FAA shutdown complicated by debt negotiations

The struggle to reach a debt deal is hindering efforts to end the partial shutdown of the Federal Aviation Administration, which dragged into its fifth day Wednesday in a partisan standoff between the Democratic-controlled Senate and the Republican-controlled House.

Senate Majority Leader Harry Reid, D-Nev., hasn't taken steps to force a vote on a bill that's necessary to restore the agency's operating authority in part because he doesn't want to tie up the Senate in what could be a time-consuming fight, a leadership aide said. Reid wants to keep the Senate's agenda clear for a quick vote if negotiators settle on a debt deal, said the aide, who asked not to be named because he wasn't authorized to speak publicly.

Democrats also aren't hurrying to force passage of an FAA bill because they expect House Republicans to reject it, the aide said.

The FAA's operating authority expired at midnight on Friday, forcing the furlough of nearly 4,000 employees. Stop-work orders have been issued for more than 150 airport construction projects across the country. About $2.5 billion in grants are being held up because employees who process them have been furloughed.

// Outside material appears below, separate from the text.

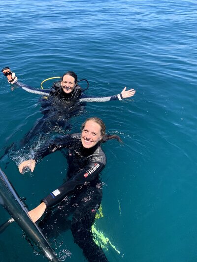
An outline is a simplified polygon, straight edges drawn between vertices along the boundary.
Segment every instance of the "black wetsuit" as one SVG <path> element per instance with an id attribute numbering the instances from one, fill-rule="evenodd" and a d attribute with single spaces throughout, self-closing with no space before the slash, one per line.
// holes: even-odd
<path id="1" fill-rule="evenodd" d="M 96 97 L 85 95 L 79 86 L 76 86 L 68 94 L 64 92 L 61 82 L 53 84 L 50 89 L 34 88 L 16 81 L 17 87 L 31 93 L 41 94 L 48 99 L 41 100 L 40 112 L 43 116 L 38 119 L 32 129 L 21 141 L 21 146 L 28 144 L 32 138 L 38 134 L 44 139 L 46 134 L 54 132 L 64 133 L 70 131 L 71 126 L 69 120 L 71 117 L 81 114 L 87 102 L 108 102 L 123 98 L 122 94 L 104 97 Z"/>
<path id="2" fill-rule="evenodd" d="M 80 137 L 80 134 L 61 136 L 49 142 L 36 153 L 34 159 L 37 162 L 58 150 L 68 149 L 66 155 L 64 152 L 68 162 L 66 181 L 42 200 L 47 208 L 56 207 L 47 213 L 39 226 L 50 237 L 69 225 L 74 242 L 83 249 L 89 261 L 107 262 L 102 250 L 94 242 L 91 231 L 102 199 L 99 173 L 105 166 L 106 157 L 100 143 L 84 148 Z"/>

Sen. Jay Rockefeller, D-W.Va., chairman of the Senate committee that oversees the FAA, blamed a single air carrier — Delta Air Lines — for the shutdown. He said House Republicans were doing Delta's bidding when they sent the Senate a bill last week to extend FAA's operating authority that they knew Democrats would reject because it contained a provision eliminating $16.5 million in air subsidies to rural communities.

The underlying issue, Rockefeller said in a speech to the Senate, is a GOP effort to get Democrats to accept a labor provision in a long-term funding bill for the FAA that primarily benefits Delta. The bill was passed by the House in April. The Senate passed its own funding bill in February without the labor provision.

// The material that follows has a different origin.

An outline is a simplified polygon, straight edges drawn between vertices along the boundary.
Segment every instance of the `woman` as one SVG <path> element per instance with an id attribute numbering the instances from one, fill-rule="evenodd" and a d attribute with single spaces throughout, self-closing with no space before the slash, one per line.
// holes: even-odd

The labor provision would overturn a National Mediation Board rule approved last year that allows airline and railroad employees to form a union by a simple majority of those voting. Under the old rule, workers who didn't vote were treated as "no" votes.

Republicans complain that the new rule reverses 75 years of precedent to favor labor unions. Democrats and union officials say the change puts airline and railroad elections under the same democratic rules required for unionizing all other companies.

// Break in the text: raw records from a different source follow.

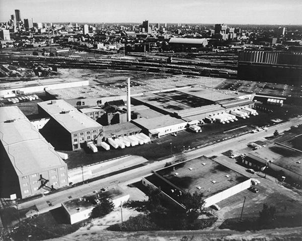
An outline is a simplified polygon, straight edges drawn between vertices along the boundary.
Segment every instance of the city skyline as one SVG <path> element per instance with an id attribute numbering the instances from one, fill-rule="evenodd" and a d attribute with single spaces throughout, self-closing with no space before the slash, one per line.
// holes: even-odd
<path id="1" fill-rule="evenodd" d="M 7 22 L 15 10 L 22 20 L 32 18 L 39 22 L 150 23 L 188 24 L 226 23 L 229 24 L 300 25 L 302 16 L 298 0 L 243 2 L 237 0 L 180 0 L 164 3 L 138 0 L 2 0 L 0 21 Z"/>

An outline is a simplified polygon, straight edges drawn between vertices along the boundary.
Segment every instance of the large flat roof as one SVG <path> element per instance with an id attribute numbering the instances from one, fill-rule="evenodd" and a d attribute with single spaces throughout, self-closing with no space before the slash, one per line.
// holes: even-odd
<path id="1" fill-rule="evenodd" d="M 293 173 L 302 175 L 302 152 L 284 145 L 271 144 L 249 152 L 248 156 L 266 164 L 271 162 Z M 298 163 L 298 162 L 300 162 Z"/>
<path id="2" fill-rule="evenodd" d="M 202 193 L 204 197 L 212 196 L 249 179 L 249 178 L 203 156 L 156 171 L 157 175 L 183 192 Z M 171 195 L 172 186 L 153 177 L 153 183 Z M 149 177 L 146 178 L 149 180 Z M 213 183 L 213 181 L 215 183 Z M 158 183 L 154 183 L 154 182 Z"/>
<path id="3" fill-rule="evenodd" d="M 180 119 L 171 117 L 168 115 L 163 115 L 150 119 L 146 119 L 142 117 L 132 120 L 134 123 L 143 126 L 147 130 L 153 130 L 155 129 L 170 126 L 177 124 L 186 123 Z"/>
<path id="4" fill-rule="evenodd" d="M 17 106 L 0 108 L 0 139 L 18 176 L 66 165 Z"/>
<path id="5" fill-rule="evenodd" d="M 37 104 L 70 133 L 102 126 L 63 100 L 45 101 Z"/>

The White House warned in March that President Barack Obama might veto the bill does not include the new rule.

Delta is the only major carrier that is primarily nonunion.

"I wish I understood why the policy objections of one company — Delta Air Lines — mattered so much to so few and also mattered so much more than the livelihood of thousands of American workers who have been or will shortly be furloughed," Rockefeller said.

Delta spokeswoman Gina Laughlin declined to comment directly on Rockefeller's charge.

"Delta appreciates the service of Senator Rockefeller and remains hopeful that he can lead the Senate to work out its differences with the House and reach agreement on a long-term FAA reauthorization," Laughlin said in an email.

Justin Harclerode, a spokesman for the House Transportation and Infrastructure Committee, said that "while it's true the House is interested in ensuring a balanced unionization process, as well as concluding negotiations on the other unresolved issues in the long-term FAA bill, the claim that Republicans are simply doing the bidding of one entity is simply untrue."